Gallagher began by giving a brief description of her background, which included the birth of her oldest son when she was unmarried and a senior at Yale. She told the audience that she came back to the Catholic faith, which she had been baptized into and fallen away from, because of its teachings on sex and marriage.
“(The Church) was the only institution standing that I could see that retained and promoted these truths,” Gallagher said.
Gallagher said that no one suggested that she and her son’s father marry.
“The intensity of the concern was that we might make a bad marriage,” Gallagher said. “There was no concern at all about the idea that being an unwed mother was a problem.”

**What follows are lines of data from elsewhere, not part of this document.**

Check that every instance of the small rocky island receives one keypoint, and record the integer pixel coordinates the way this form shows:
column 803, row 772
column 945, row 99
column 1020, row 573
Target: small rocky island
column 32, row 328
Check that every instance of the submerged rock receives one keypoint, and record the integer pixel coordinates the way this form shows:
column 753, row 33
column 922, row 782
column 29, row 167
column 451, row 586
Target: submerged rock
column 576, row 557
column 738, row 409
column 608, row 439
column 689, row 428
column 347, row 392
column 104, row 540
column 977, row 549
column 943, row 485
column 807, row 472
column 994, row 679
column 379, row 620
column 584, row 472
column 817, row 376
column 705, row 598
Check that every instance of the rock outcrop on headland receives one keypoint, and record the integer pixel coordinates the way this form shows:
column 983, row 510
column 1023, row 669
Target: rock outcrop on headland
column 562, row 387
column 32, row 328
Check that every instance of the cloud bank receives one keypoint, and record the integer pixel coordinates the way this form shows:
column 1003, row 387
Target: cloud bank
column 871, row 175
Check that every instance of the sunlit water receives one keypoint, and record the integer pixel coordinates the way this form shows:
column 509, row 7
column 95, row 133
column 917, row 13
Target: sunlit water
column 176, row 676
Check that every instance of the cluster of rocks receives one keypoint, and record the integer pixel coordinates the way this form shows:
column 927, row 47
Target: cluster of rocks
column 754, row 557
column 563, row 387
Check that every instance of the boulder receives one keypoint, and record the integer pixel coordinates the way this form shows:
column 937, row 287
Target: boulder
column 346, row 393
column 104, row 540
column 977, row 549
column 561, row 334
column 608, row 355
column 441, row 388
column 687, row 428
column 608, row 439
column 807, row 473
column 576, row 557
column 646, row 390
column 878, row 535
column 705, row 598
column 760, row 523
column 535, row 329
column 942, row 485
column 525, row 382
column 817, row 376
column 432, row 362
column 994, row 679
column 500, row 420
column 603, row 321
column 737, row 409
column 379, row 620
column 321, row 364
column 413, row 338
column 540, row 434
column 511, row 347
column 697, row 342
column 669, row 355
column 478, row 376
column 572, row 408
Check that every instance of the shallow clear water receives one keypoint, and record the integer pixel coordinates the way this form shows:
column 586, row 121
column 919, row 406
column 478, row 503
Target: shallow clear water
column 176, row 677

Through her job as an editor at the National Review, Gallagher began to see a lot of data that contrasted with her personal experience. Despite the results of scientific evidence she saw that said it was great to liberate women from the archaic institution of marriage. Gallagher believed children benefit from having a married mother and father.
“I compared all that (scientific) happy talk to what I could see (with) what I was given and what I was able to give my son,” she said.
Gallagher went on to talk about the founding of the National Organization for Marriage and the Institute for Marriage and Public Policy. She also discussed the implications of having same-sex marriage sanctioned by law, especially for religious organizations.
“It’s not that bad people are going to — out of cowardice — kowtow to the government, it’s that good people are going to face difficult choices about how strongly to speak up in their views of marriage in an environment in which … their whole enterprises are put at new legal risk,” she said.
Besides those concerns, however, Gallagher said she was also concerned about how same-sex marriage was going to affect traditional marriage. Her defense of marriage is based on a belief that children need a mother and father. She described an experience she had on a radio show in Maine when she said marriage between a man and a woman deserved a special status.
“I said, ‘These are the only kind of unions that can both make new life and connect those children in love to their mother and father.’ The radio host turned on a dime and said, ‘I can’t believe I’m hearing such bigotry,’” Gallagher said.
Part of the problem, she said, is that many Americans see the idea that traditional marriage is better for children as hateful. While she knew such problems were coming, Gallagher said she was surprised at how quickly they are progressing.
The stakes in the same-sex marriage debate are high, she said. Same-sex marriage advocates are raising the costs for those who speak in defense of marriage.
“The worst part is not that people are scared, because that’s a normal human reaction,” Gallagher said. “We have a movement now that is trying to persuade the next generation of Americans that the good itself is wrong, to make people ashamed of speaking up for the good, and there really is not corruption deeper than that.”
Gallagher concluded by saying that the gay marriage debate is only part of a larger battle to defend marriage. She said marriage advocates needed to focus on transmitting a marriage culture to the next generation.